A la première heure ou presque, J., une collègue d’un service fort lointain du mien entre dans mon bureau, l’air rayonnant, un petit paquet de dossiers à la main.
Je le vois, je la regarde, je souris. Elle me demande, toute joyeuse : « Est-ce que n’est pas cela que tu cherches ? » A ma mine épanouie : « Je suis contente, je te les ai retrouvées ! »  Moi : « Mais où se trouvaient-elles ? » « A la salle de documentation, chez M., je les ai vues ce matin, bien au milieu d’une table. »
Je n’ai pas fait de commentaire, je l’ai remerciée chaleureusement.
M. est en congés, bien sûr.
Nul ne saura jamais le trajet suivi par ces fiches que tant de monde a cherchées. Surtout moi.
Le mystère restera entier : erreur ou manipulation ?

Qui s’est trompé ? Qui est suffisamment dans la lune pour oublier derrière lui ce qu’il était parti déposer au courrier ? Qui est distrait au point d’abandonner au milieu d’une table vide ce qu’il est venu collecter pour le service ?
Ou bien qui est assez retors pour subtiliser le courrier de quelqu’un d’autre, notamment le mien, pour le faire réapparaître dans un lieu semi-collectif, quasiment désert dans cette période estivale ?

A ce stade de l’enquête, toutes les hypothèses restent permises, aucun scénario n’est exclu…

Toute à ma joie enfantine d’avoir récupéré ce qui m’était destiné, j’avais très envie d’oublier l’incident et sa bizarrerie.
Mais en observant de plus près les dossiers après leur ultime retour entre mes mains, je me suis aperçue d’une nouvelle étrangeté.
Saisie de doutes, craignant me tromper moi-même, j’ai vérifié tous mes documents, feuille par feuille.

J’ai dû me rendre à l’évidence. A moins d’avoir moi-même perdu l’esprit, l’un des quatre dossiers contient une pièce dans une version différente de celle que j’avais fournie, copie d’un document à un stade intermédiaire, que je suis la seule à avoir eu entre les mains en principe…car je ne l’ai transmis à personne. L’aspect de la copie démontre qu’elle a été effectuée sur une machine autre que la mienne, et le contenu atteste du vol du document dans mon parapheur. Quant à la pièce que j’avais fournie, elle a disparu. Annule et remplace.
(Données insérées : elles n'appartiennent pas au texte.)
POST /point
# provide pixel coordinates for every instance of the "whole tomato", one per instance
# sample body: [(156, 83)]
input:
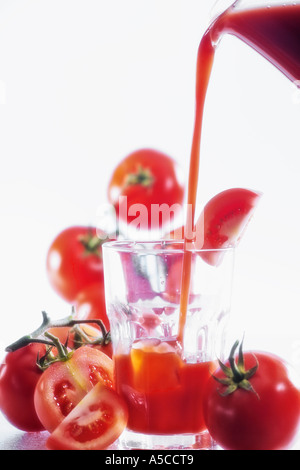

Ce soir me voici persuadée de la justesse de mes soupçons. Le piège est astucieux, car je détiens une preuve que je suis la seule à pouvoir connaître, mais dans l’incapacité de confondre l’auteur du méfait.
Je m’interroge encore sur la présence et l’unicité de cette pièce à conviction. A-t-elle été placée là par hasard, par erreur, ou à dessein ? L’autre s’est-il trompé lui-même, ou connaît-il bien ma capacité d’observation, auquel cas il prévoit que je trouverai la trace de son passage en épluchant méthodiquement mes dossiers ? En ne plaçant qu’une seule pièce, il me laisse cependant encore une chance de ne rien voir, ou d’oublier, au bénéfice du doute. Pour être mieux piégée, la prochaine fois ?
Mais si, comme il le croit plus volontiers, je m’aperçois de la manipulation, il est aussi satisfait.
Car il sait que je sais que quelqu’un cherche à me nuire…mais je ne sais pas qui.
Malveillance et préméditation.

Comme on disait avant « Un homme prévenu en vaut deux ».
OK, me voilà prête pour le prochain épisode.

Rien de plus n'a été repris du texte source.